Overinterpreting Alabama December 15, 2017

Doug Jones won a “stunning” victory in the Alabama Senate race. It was a stinging “rebuke” to Trump.

Those were the headlines following the raucous Alabama Senate runoff on Tuesday.

Jones is the first Democratic Senator in Alabama for a quarter century, and the first Democrat elected in a state-wide vote for a long time. It’s a big moment in Alabama politics.

Is it also a big moment in American politics? A moderately important moment, to the extent that it shifts the balance in the Senate, and makes it that much easier for the Democrats to win a majority.

The election raises questions about Trump’s political judgment, threatens Trump’s agenda, and further exposes and exacerbates rifts between the Republican Establishment and socially conservative populists.

But I suspect that the headlines, like a lot of the commentary on the race, nationalized and therefore overinterpreted the race. Most of what happened can be understood within the frame of state politics and this very peculiar race.

During the Republican runoff, conservative politicos in Alabama (tepidly) supported the tainted Luther Strange because they were worried that Roy Moore couldn’t beat Doug Jones in a general election. That was long before there was any whiff of scandal around Moore. Moore barely won his last race to become the state’s Chief Justice.

Moore isn’t just a polarizing figure in America, or a polarizing figure in Alabama. He’s a polarizing figure in the Alabama GOP.

The accusations against Moore (that he made sexual advances to teenagers) hurt him in Bible belt Alabama. Some Republicans voted for Doug Jones because he seemed the moral candidate. (Reliable, informed friends tell me that Jones has been married three times, though that’s surprisingly difficult to confirm.)

Over 20,000 write-in votes were cast, almost exactly equal to Jones’s margin of victory. Arguably, the race was less a referendum on Trump than a referendum on decency.

Once the women came forward, the race was about that. It was hard to find any discussion of policy. Moore tried to turn the election into a referendum on abortion or gay marriage. It didn’t work. Moore refused to debate, and oddly spent a lot of time off the campaign trail.

Some Republican voters stayed home. Trump got 1.3 million Alabama votes in 2016; Moore got 650,000. Presidential races always attract a bigger crowd, but how many decided they couldn’t cast a vote for either candidate?

Some may have made a calculated political decision to vote Jones. Hi term is truncated. Republicans will have another shot at the seat in two years, and it’ll be easier to unseat a recently-elected Senator than keep a seat held by the rambunctious Moore.
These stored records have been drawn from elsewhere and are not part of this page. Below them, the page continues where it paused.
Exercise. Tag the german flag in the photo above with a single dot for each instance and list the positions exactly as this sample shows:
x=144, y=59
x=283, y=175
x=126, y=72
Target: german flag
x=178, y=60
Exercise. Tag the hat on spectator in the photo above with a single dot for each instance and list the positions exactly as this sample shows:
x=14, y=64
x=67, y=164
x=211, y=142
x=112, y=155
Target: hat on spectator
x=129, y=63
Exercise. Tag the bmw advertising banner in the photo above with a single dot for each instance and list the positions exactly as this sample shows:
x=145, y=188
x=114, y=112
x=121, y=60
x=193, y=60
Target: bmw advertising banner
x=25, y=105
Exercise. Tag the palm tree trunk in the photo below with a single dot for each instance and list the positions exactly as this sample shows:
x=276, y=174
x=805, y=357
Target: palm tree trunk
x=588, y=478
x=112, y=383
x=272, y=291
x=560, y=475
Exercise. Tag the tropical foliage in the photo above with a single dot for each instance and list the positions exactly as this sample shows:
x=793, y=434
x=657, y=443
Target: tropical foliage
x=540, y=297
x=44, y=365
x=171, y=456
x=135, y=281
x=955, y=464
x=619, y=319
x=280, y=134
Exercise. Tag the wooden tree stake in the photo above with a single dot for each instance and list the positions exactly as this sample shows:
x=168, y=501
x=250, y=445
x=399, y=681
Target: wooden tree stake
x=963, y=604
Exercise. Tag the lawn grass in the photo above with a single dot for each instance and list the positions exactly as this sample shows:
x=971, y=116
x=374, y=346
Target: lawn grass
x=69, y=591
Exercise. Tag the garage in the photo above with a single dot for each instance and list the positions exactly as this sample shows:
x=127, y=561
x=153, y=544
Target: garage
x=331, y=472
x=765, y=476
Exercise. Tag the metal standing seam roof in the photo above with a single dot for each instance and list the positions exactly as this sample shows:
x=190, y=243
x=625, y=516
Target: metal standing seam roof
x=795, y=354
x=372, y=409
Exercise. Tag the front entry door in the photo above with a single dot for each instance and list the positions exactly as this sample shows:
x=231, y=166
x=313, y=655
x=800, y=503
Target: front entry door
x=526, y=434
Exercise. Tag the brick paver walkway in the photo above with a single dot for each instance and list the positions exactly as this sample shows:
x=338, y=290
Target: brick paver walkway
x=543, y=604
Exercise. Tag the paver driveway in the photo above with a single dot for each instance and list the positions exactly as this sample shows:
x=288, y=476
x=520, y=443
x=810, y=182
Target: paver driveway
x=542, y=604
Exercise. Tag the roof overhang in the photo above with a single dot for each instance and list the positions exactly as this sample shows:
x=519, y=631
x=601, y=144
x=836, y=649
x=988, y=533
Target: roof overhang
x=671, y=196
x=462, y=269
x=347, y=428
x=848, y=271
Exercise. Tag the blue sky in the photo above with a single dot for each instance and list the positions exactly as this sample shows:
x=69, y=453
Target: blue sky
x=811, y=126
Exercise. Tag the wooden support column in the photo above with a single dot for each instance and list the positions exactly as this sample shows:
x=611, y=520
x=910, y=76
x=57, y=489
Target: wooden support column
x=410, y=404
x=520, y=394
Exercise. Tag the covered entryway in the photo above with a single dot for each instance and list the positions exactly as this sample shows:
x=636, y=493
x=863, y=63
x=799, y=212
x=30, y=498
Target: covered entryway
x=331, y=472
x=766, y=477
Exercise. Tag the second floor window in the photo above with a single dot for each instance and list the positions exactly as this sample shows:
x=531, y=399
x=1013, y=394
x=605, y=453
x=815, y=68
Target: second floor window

One cannot discount the role of the media. I’m not a media basher, and I found the Washington Post report on Moore’s accusers credible (though doubtless politically motivated). But a lot of lies were told about Moore (e.g., that he molested 8 or more teenagers) and he was pilloried, as he has been for a long time, for bluntly stating views that are standard fare among conservative Christians.

Besides all that, the Senate threatened to put Moore through an ethics hearing, which would have kept the hubbub going for another two years. Perhaps Alabamians simply voted to get this horrid thing over and done.

This wasn’t the most important election in the history of the Republic. I’m skeptical that it signals much about the future of Trump or the overall direction of Alabama politics. And it’s a temporary divergence from Alabama redness. Most likely, Jones’s Senate seat will be back in Republican hands in  two years.